If Mr. North’s employment with the Company is terminated without Cause or he resigns his employment for Good Reason (as defined in the Offer Letter), whether or not in connection with a Change in Control of the Company (as defined in the Offer Letter), then Mr. North will be entitled to receive: (i) his accrued compensation, (ii) a lump sum payment equal to 12 months of his then-current base salary, (iii) a lump sum payment equal to 100% of his target bonus (assuming target achievement for the then-current fiscal year), (iv) waiver of the obligation to repay any portion of (x) $1,000,000 of the transition bonus that remains subject to the repayment provision (as described above) if the termination occurs during the first year of employment or (y) $500,000 of the transition bonus that remains subject to the repayment provision (as described above) if the termination occurs during the second year of employment, (v) a lump sum payment equal to the applicable COBRA payments for 18 months, (vi) acceleration of all then-unvested shares subject to the RSU, and (vii) if the termination occurs after the first anniversary of the Employment Date, acceleration of the number of then-unvested shares subject to the Option that would have vested during the next 12 months. Receipt of these severance benefits is conditioned on execution by Mr. North of a release of claims in favor of the Company.


If Mr. North’s employment with the Company is terminated without Cause or he resigns his employment for Good Reason within 90 days before or 12 months after a Change in Control of the Company, then Mr. North will be entitled to receive the same benefits as described in the preceding paragraph and if the termination occurs (x) after the first anniversary of the Employment Date, acceleration of the number of then-unvested shares subject to the Option that would have vested during the next 12 months or (y) after the second anniversary of the Employment Date, acceleration of all then-unvested shares subject to the Option. Receipt of these severance benefits is conditioned on execution by Mr. North of a release of claims in favor of the Company.
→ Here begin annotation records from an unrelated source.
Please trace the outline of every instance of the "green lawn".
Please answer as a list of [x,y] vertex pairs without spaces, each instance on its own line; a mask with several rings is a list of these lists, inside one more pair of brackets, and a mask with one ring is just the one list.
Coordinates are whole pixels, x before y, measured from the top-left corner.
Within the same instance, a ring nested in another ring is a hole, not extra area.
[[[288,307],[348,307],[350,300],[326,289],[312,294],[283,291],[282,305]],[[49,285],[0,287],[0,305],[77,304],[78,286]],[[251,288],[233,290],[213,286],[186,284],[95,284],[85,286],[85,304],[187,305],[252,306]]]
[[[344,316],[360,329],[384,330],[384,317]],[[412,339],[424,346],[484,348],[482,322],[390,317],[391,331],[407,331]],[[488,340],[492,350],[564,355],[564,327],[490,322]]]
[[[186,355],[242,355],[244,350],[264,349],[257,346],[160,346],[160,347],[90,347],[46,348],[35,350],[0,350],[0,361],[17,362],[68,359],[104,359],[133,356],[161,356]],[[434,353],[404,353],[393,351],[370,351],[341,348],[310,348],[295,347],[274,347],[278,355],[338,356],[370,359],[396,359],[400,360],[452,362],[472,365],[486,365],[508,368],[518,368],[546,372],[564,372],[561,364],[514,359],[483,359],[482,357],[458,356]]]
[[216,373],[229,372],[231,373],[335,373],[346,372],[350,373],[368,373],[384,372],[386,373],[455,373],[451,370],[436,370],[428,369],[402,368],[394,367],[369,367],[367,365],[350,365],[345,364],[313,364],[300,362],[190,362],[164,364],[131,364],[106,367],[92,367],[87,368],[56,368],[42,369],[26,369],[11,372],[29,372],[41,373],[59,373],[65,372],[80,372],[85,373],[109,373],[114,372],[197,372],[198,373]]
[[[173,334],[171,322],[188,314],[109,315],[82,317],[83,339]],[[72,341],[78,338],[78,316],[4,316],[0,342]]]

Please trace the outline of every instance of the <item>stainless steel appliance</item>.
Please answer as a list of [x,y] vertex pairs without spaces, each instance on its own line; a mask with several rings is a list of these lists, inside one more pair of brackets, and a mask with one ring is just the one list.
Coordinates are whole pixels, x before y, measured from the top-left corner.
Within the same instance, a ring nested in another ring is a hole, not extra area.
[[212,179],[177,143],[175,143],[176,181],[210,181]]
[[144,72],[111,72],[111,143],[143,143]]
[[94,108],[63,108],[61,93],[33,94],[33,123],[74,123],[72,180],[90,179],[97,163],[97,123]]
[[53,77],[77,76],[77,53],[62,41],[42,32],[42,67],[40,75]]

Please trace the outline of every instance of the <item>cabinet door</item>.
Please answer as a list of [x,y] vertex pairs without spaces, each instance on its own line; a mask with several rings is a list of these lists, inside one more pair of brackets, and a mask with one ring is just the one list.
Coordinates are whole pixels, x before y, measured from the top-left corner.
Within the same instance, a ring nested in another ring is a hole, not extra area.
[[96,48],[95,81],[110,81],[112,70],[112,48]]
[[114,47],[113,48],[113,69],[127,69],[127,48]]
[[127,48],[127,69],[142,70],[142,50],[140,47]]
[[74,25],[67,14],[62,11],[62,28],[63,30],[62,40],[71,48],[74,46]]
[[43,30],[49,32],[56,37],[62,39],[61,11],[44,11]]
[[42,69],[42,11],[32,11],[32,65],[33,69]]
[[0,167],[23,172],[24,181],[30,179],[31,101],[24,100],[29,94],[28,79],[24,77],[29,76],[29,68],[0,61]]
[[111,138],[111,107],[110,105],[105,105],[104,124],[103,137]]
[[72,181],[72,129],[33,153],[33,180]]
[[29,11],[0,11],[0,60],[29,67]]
If the Company terminates the Offer Letter prior to the Employment Date and on or before September 30, 2016, for any reason other than Cause, then the Company will (i) pay Mr. North a lump sum payment of $6,000,000, and (ii) reimburse Mr. North for his legal fees in connection with the Offer Letter and his relocation expenses, subject to the limits set forth in the Offer Letter. Receipt of these benefits is conditioned on execution by Mr. North of a release of claims in favor of the Company.

The foregoing description of the Offer Letter is qualified in its entirety by reference to the full text of the Offer Letter, which is filed as Exhibit 99.1 to this Current Report on Form 8-K and is incorporated by reference herein.

A copy of the press release announcing Mr. North’s appointment is filed as Exhibit 99.2 to this Current Report on Form 8-K.

(d)

The information set forth above under Item 5.02(c) is hereby incorporated by reference into this Item 5.02(d).

(e)

The information set forth above under Item 5.02(c) is hereby incorporated by reference into this Item 5.02(e).

 

Item 9.01 Financial Statements and Exhibits.

 

(d) Exhibits.

 

Number

  

Description

99.1    Offer Letter of Employment, dated March 15, 2016, by and between Shutterfly, Inc. and Christopher North.
99.2    Press Release issued by Shutterfly, Inc., dated March 17, 2016.


SIGNATURES

Pursuant to the requirements of the Securities Exchange Act of 1934, the registrant has duly caused this report to be signed on its behalf by the undersigned thereunto duly authorized.

 

SHUTTERFLY, INC.
By:  

/s/ Philip A. Marineau

  Philip A. Marineau
  Chairman and Interim Chief Executive Officer

Date: March 17, 2016


EXHIBIT INDEX

 

Number

  

Description

99.1    Offer Letter of Employment, dated March 15, 2016, by and between Shutterfly, Inc. and Christopher North.
99.2    Press Release issued by Shutterfly, Inc., dated March 17, 2016.